A couple from Springfield, Ill., confronted a Catholic priest two years ago with suspicions that he had sexually abused their son, but the priest denied it, the couple said Thursday. The priest, the Rev. Robert J. Vonnahmen, introduced them to his "confessor," the Rev. James Calhoun, who assured them that Vonnahmen was telling the truth, the couple said. They said their son, Stephen H. McCaffrey, told them the full story of his abuse in March after the Belleville Diocese relieved Vonnahmen, Calhoun and two other priests from their duties pending investigations of other allegations of sexual misconduct. On Thursday, McCaffrey, 25, announced that he had filed a $3.5 million suit against Vonnahmen and the diocese. The suit, filed Wednesday in federal court in Benton, Ill., said he was abused twice in 1981, when McCaffrey was a 13-year-old at Camp Ondessonk, a camp the diocese owned in Johnson County, Ill. Vonnahmen was the camp director. The suit says that on one occasion, Vonnahmen showed McCaffrey pornography and rubbed against him and that later that week, he sodomized the boy. Vonnahmen threatened to kill McCaffrey's favorite horse and to start a fire, blaming it on the boy, if McCaffrey told anyone about the encounters, the suit says. It says the diocese should be held responsible because it knew or should have known that Vonnahmen was a child molester. Sister Michelle Emmerich, a spokeswoman for the diocese, declined to comment Thursday on the suit. David Wells, an attorney for the diocese, said he would conduct "a very thorough investigation of the facts and respond accordingly."

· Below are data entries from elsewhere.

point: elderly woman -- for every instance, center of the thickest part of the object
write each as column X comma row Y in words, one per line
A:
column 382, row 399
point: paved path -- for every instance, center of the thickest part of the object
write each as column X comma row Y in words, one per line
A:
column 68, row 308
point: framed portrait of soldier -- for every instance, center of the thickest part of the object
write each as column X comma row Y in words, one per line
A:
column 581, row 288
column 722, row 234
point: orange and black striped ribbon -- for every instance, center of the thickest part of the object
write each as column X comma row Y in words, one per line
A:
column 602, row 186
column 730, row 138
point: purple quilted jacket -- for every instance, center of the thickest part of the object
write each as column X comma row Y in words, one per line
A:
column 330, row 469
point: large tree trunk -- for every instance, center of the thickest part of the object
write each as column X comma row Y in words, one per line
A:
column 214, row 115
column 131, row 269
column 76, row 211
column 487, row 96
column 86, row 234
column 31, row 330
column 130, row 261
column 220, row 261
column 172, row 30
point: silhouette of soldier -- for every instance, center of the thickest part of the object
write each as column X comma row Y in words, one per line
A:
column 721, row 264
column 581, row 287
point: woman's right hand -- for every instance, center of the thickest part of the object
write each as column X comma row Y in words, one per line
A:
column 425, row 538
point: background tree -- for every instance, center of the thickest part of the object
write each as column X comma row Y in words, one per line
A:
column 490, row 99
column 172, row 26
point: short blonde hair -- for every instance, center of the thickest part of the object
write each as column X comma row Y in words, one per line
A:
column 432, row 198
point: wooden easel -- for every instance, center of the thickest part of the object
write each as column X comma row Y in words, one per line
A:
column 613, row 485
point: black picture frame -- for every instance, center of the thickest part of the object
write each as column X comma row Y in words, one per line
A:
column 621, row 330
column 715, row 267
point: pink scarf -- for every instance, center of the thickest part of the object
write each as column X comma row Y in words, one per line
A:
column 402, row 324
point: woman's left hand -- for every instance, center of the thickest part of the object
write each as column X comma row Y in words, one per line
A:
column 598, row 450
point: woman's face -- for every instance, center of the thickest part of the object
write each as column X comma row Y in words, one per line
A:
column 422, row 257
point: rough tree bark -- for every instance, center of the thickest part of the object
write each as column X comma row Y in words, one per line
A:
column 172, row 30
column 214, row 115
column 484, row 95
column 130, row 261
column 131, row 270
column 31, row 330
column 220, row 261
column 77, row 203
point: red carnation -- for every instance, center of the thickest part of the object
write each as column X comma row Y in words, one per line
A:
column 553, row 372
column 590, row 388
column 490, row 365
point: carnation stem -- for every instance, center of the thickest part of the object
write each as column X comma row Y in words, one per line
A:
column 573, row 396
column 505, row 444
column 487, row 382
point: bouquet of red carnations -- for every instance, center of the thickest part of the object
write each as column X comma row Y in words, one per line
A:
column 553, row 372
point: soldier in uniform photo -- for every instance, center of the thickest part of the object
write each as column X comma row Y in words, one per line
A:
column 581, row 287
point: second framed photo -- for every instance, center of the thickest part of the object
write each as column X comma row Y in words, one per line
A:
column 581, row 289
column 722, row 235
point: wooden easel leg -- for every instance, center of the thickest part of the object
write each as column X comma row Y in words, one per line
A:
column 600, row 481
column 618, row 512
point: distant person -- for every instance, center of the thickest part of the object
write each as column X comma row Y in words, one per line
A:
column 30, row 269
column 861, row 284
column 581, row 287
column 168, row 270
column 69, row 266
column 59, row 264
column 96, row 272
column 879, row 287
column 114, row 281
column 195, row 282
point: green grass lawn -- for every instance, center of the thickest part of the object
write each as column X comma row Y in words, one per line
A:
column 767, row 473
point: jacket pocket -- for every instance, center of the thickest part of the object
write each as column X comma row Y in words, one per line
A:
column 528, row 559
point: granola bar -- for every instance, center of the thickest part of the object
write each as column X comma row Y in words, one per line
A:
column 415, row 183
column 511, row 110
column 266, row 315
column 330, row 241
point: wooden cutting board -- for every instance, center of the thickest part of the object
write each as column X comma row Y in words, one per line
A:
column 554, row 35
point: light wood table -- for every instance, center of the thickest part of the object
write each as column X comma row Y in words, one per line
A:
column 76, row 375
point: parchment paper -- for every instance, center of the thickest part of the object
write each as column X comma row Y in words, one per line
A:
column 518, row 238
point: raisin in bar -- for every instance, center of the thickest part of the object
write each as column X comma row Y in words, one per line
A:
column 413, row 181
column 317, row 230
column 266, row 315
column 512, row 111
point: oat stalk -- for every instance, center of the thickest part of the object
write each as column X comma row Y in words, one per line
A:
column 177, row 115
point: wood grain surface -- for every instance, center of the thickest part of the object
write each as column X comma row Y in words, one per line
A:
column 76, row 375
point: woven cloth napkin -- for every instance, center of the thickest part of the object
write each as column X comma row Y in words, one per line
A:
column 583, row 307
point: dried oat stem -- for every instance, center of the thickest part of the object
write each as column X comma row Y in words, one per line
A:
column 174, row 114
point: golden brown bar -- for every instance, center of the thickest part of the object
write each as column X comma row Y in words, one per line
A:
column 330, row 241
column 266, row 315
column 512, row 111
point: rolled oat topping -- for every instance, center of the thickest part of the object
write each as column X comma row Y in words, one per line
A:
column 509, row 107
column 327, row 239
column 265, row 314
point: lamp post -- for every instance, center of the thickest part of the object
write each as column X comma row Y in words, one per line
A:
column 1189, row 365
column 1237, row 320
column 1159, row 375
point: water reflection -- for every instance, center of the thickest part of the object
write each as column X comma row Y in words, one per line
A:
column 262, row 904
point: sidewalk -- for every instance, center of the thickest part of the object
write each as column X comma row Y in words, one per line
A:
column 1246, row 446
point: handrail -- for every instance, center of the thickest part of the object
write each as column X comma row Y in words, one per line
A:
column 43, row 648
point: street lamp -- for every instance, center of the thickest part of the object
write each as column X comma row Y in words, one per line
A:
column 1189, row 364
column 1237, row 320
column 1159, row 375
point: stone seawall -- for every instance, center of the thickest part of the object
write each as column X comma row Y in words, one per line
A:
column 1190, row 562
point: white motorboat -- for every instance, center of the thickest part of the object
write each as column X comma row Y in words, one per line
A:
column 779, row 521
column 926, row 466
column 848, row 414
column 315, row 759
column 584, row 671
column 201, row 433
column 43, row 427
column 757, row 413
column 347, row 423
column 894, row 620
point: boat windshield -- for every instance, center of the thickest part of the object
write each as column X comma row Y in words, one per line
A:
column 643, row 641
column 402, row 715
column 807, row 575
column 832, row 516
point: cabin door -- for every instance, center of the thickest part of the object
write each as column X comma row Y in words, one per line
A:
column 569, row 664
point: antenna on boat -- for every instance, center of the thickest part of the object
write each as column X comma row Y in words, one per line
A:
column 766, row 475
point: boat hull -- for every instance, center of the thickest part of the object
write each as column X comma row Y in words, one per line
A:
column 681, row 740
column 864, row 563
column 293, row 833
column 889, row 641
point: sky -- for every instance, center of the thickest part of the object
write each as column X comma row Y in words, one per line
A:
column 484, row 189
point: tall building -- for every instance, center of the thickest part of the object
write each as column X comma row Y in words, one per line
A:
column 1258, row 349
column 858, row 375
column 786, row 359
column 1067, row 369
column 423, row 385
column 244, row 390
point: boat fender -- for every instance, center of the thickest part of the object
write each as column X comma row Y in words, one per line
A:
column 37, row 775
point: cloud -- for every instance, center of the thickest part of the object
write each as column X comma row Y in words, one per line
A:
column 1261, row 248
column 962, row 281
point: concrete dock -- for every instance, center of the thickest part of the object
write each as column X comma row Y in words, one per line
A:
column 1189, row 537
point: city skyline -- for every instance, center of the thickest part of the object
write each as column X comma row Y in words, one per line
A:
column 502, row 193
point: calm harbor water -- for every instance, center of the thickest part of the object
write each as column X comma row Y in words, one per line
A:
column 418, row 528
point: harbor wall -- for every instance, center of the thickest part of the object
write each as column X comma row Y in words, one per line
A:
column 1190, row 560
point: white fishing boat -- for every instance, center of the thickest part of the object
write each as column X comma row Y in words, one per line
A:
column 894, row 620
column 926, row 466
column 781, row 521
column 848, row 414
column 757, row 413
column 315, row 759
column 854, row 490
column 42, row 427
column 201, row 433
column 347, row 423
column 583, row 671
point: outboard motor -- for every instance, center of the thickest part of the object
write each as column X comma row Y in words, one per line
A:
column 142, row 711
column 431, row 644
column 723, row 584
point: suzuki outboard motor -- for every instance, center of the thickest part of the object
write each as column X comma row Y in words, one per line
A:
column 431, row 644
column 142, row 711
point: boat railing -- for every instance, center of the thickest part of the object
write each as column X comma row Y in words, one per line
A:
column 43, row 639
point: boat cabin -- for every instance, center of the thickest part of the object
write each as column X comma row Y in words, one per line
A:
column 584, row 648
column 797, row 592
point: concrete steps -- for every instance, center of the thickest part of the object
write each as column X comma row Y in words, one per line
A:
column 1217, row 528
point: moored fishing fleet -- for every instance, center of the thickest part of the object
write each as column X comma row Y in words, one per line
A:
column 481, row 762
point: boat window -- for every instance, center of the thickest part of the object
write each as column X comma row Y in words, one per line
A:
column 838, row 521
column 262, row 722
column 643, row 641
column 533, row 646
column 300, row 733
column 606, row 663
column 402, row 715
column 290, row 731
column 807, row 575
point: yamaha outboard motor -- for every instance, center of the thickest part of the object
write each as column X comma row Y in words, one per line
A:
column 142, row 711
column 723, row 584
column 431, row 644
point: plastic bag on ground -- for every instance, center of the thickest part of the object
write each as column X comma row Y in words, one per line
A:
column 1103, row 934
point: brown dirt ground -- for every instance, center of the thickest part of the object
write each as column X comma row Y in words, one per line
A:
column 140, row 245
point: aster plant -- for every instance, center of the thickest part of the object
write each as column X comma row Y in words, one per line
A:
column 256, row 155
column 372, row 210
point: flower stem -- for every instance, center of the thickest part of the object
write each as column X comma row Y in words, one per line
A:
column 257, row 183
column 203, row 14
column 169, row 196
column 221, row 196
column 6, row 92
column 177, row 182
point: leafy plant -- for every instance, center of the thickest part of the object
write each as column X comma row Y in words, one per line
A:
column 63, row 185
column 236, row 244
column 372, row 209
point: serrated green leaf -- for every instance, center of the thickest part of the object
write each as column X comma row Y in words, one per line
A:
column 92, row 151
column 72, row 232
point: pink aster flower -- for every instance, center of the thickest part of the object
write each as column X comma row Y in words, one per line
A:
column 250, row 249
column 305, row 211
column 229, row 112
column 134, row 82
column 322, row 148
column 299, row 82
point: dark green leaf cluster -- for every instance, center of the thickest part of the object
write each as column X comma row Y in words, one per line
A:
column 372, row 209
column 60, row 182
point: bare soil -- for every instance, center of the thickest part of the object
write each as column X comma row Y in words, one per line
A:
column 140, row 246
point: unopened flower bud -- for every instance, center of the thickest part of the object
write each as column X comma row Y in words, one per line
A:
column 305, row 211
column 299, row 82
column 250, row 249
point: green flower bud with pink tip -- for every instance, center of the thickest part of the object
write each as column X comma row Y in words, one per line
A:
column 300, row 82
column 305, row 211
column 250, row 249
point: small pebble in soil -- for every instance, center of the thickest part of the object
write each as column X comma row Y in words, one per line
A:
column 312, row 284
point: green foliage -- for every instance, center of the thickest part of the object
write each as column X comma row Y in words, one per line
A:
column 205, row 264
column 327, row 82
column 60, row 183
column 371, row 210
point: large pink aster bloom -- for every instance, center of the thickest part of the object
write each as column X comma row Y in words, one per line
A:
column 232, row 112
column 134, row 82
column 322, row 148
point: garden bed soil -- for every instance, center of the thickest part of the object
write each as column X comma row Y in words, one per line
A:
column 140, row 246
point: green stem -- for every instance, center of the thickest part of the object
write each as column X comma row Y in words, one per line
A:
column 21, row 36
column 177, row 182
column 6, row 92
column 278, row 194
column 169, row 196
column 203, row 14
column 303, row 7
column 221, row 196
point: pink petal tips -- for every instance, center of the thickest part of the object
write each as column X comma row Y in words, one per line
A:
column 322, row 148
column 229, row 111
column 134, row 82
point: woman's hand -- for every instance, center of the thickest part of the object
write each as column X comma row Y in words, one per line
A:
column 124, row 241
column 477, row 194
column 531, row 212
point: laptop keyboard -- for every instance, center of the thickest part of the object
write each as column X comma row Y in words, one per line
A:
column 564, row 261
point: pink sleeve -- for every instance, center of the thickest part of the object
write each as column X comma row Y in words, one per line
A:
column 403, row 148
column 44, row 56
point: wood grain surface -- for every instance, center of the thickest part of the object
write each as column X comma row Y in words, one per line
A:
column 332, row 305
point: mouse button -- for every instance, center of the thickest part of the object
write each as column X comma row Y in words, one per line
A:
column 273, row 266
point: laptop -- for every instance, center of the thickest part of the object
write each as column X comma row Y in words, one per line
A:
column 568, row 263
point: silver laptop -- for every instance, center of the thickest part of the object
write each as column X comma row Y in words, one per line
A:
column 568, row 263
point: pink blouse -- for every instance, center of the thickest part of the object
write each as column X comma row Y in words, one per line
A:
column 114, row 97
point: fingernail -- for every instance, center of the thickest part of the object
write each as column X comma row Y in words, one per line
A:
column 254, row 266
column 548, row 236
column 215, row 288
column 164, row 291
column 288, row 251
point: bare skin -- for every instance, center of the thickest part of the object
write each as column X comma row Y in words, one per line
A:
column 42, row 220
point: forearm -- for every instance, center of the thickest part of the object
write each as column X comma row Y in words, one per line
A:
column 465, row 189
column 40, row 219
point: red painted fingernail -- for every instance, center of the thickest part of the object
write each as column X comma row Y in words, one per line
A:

Wells said the diocese replaced Vonnahmen as the camp director in 1984 or 1985 for reasons unrelated to allegations of abuse. Neither Vonnahmen nor Calhoun could be reached. At a news conference at the Hyatt Regency Hotel at Union Station, McCaffrey said the incident "has really shattered my faith in people."

But he said he was no longer angry at Vonnahmen. "I look at him more as a person who needs help. I pity him," said McCaffrey, now an insurance salesman in Albuquerque, N.M. His parents, James and Germaine McCaffrey, said that in 1991, they heard allegations about abuse at the camp and asked their son about it. He said he didn't want to talk about it. James McCaffrey said he and his wife then confronted Vonnahmen. "He denied ever touching Steve," McCaffrey said, and introduced him to Calhoun, who vouched for him. McCaffrey said that although he believed his suspicions were well-founded, he didn't tell diocesan officials about the allegations. Stephen McCaffrey said that the incidents affected him deeply and were responsible for trouble he had in high school, college and the Air Force. He said he repressed his recollections of abuse until December 1992, when "the onslaught of emotions of what had happened came back to me."

In March, his parents read him news accounts of Vonnahmen's removal and he told them what had happened, he said. The Belleville diocese has since concluded its investigations of Vonnahmen, of Elizabethtown, and Calhoun, of Germantown, and two other priests and removed them from active ministry. Investigations of two more priests and a deacon on similar charges are pending. Illinois law requires that suits alleging childhood sexual abuse be filed within two years after the victim discovers that the abuse had happened. The news conference and other publicity surrounding McCaffrey's suit were carefully orchestrated by his attorneys and by David Clohessy, a St. Louisan who is active in Survivors Network Of Those Abused By Priests, a national organization. Representing McCaffrey is Jeffrey Anderson, a lawyer from St. Paul, Minn., who says he has filed more than 200 suits on behalf of people who say they have been abused by priests.